いつも自分が今していることなどを頭の中で考えながら行動している。
とは言え、大体の人も多かれ少なかれやっているもんじゃないの?
いやまあ人に聞いたことなんてないし、聞く相手もいないからアレだけども。
私は自分で昨日の夜に用意した制服を着て、高校に向かう。
アクセスは抜群で、歩いて三分のところに高校がある。
一人暮らしはやっぱり高校とスーパーの近間が一番良い。
岩屋のおばさんもその辺の理解がある人で良かった。そしてお金持ちで良かった。だからまあ私のことを引き取ってくれたんだけどもね。
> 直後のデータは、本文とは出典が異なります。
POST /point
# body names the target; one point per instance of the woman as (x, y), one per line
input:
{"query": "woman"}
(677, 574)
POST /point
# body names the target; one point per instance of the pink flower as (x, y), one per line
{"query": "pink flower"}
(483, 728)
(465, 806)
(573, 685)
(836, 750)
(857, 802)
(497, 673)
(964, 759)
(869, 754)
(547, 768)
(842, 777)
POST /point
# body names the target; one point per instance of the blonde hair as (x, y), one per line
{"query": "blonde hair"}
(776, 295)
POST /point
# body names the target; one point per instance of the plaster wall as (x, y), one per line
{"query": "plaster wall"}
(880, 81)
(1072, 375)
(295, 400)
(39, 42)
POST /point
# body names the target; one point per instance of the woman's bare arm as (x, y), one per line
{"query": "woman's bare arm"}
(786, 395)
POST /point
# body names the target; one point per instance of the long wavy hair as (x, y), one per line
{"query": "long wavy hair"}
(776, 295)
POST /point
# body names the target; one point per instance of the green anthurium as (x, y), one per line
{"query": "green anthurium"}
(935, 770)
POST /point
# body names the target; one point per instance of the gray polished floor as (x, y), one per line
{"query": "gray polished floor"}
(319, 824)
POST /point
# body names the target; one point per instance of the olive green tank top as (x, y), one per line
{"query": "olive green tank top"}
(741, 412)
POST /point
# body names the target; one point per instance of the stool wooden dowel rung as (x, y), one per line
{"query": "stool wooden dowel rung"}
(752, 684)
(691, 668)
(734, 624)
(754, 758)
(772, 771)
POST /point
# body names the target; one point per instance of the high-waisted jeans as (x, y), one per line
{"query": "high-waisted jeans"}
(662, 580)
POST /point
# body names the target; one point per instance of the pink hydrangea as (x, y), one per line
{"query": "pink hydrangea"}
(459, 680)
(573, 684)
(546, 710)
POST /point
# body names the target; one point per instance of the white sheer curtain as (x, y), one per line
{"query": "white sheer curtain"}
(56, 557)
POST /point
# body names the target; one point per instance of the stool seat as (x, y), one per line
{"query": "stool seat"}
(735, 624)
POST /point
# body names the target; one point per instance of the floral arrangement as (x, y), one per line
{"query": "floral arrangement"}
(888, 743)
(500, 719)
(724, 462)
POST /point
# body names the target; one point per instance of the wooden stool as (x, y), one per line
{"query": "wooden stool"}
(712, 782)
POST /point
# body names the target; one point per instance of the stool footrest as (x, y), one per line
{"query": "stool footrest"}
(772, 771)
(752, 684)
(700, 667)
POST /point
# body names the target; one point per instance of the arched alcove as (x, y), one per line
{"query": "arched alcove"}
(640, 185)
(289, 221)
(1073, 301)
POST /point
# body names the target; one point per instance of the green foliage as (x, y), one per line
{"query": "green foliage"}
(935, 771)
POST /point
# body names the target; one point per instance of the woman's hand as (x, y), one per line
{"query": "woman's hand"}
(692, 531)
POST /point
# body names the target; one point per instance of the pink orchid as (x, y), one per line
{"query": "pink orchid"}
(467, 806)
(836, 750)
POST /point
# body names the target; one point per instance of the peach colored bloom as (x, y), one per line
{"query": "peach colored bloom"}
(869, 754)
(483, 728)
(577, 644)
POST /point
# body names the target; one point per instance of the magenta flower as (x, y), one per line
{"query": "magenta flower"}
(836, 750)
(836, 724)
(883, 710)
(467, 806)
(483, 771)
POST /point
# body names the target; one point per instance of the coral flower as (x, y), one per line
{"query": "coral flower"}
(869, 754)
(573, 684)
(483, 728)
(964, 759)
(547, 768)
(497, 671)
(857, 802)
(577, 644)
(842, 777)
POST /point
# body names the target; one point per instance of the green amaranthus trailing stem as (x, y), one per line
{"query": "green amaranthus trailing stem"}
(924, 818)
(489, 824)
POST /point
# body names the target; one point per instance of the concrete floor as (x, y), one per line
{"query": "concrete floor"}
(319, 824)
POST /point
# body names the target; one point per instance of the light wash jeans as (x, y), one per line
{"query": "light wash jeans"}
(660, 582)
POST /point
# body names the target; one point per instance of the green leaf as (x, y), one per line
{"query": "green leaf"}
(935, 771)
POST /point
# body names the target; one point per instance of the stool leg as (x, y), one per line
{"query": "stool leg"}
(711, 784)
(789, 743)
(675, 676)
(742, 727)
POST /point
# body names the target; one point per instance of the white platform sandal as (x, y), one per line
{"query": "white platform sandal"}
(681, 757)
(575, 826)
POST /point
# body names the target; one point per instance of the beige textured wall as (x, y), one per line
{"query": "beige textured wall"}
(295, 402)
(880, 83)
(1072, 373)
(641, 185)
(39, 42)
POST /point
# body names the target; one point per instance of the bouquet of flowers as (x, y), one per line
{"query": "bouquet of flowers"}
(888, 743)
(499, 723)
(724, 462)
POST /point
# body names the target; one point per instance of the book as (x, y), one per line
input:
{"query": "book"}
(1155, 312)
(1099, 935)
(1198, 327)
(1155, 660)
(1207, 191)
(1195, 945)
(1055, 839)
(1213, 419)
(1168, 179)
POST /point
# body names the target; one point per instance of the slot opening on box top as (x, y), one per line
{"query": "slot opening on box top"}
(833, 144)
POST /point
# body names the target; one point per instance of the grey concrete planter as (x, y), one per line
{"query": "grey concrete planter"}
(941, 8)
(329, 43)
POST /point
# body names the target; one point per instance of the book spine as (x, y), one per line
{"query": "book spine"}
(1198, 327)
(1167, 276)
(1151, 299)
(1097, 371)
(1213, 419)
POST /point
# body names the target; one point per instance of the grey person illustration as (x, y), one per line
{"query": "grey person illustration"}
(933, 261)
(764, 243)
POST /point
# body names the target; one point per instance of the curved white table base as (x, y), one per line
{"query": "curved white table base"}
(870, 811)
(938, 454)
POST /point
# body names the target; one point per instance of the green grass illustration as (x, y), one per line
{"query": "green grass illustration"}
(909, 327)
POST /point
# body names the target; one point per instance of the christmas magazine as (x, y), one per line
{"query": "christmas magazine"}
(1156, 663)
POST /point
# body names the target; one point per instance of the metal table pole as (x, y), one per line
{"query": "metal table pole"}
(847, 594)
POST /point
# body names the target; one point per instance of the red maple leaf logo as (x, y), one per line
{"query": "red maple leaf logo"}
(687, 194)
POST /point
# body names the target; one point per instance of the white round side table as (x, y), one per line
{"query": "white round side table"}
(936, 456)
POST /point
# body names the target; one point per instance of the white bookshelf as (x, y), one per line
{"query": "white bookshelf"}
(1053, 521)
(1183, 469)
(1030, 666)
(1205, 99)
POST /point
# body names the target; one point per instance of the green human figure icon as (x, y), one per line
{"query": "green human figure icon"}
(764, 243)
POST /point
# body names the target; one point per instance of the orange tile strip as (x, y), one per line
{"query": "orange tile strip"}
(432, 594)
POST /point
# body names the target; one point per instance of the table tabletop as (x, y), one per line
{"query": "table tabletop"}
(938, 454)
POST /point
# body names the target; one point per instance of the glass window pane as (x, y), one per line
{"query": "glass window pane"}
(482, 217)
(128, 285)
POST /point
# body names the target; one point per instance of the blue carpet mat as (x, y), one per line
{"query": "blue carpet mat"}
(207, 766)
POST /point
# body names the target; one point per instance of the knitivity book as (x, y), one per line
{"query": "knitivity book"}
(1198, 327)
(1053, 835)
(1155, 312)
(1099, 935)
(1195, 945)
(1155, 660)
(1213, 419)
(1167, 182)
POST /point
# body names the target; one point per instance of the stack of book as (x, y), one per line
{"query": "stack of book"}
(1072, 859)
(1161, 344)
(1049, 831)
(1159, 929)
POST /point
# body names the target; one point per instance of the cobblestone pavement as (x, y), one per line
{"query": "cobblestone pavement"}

私の本当の両親は両者駆け落ちという一歩も引かないバトルを演じ(考え方によっては両者共々万歩引いていなくなり)岩屋のおばさんに引き取ってもらった。
岩屋のおばさんはとにかくお金があるので、私の要望を全てすんなり通してくれた。
岩屋のおばさんは常々「大富豪の不倫ほどお金になることはない」と言っていたので、多分そういうことなんだと思う。何この浮気され家系。
というわけでいつもの反芻も終わったところで(今日は『万歩引いていなくなり』というワードを新しく追加できた)家を出よう。
外は腹立たしいほど天気が良くて、多分すごいバカなヤツらが異性を巡って青空の下で相撲取ってんだと思う。
テレビとか見てても、アホな祭りをする日ほど晴天が広がっているからそういうことだと思う。
五月晴れというヤツなのかもしれないが、正確な五月晴れというものは知らないので、使わないこととする。
徐々に木々から新緑が芽吹き、風も爽やかながら、私は別に気分が良いわけではない。
THE・国道沿い近くの住宅街といった道を歩けば、同じ制服を着た女子高生or学ランの高校生がいる。
でも私と関わり合いを持っている人はいない。私、友達いないし、いらないし、一方的にお金が欲しい。
だって岩屋のおばさんに少しくらいは返金したいから、借りっぱなしってちょっと嫌じゃん。
と思いつつも、全然バイトで稼ごうとは思わない。はした金だから。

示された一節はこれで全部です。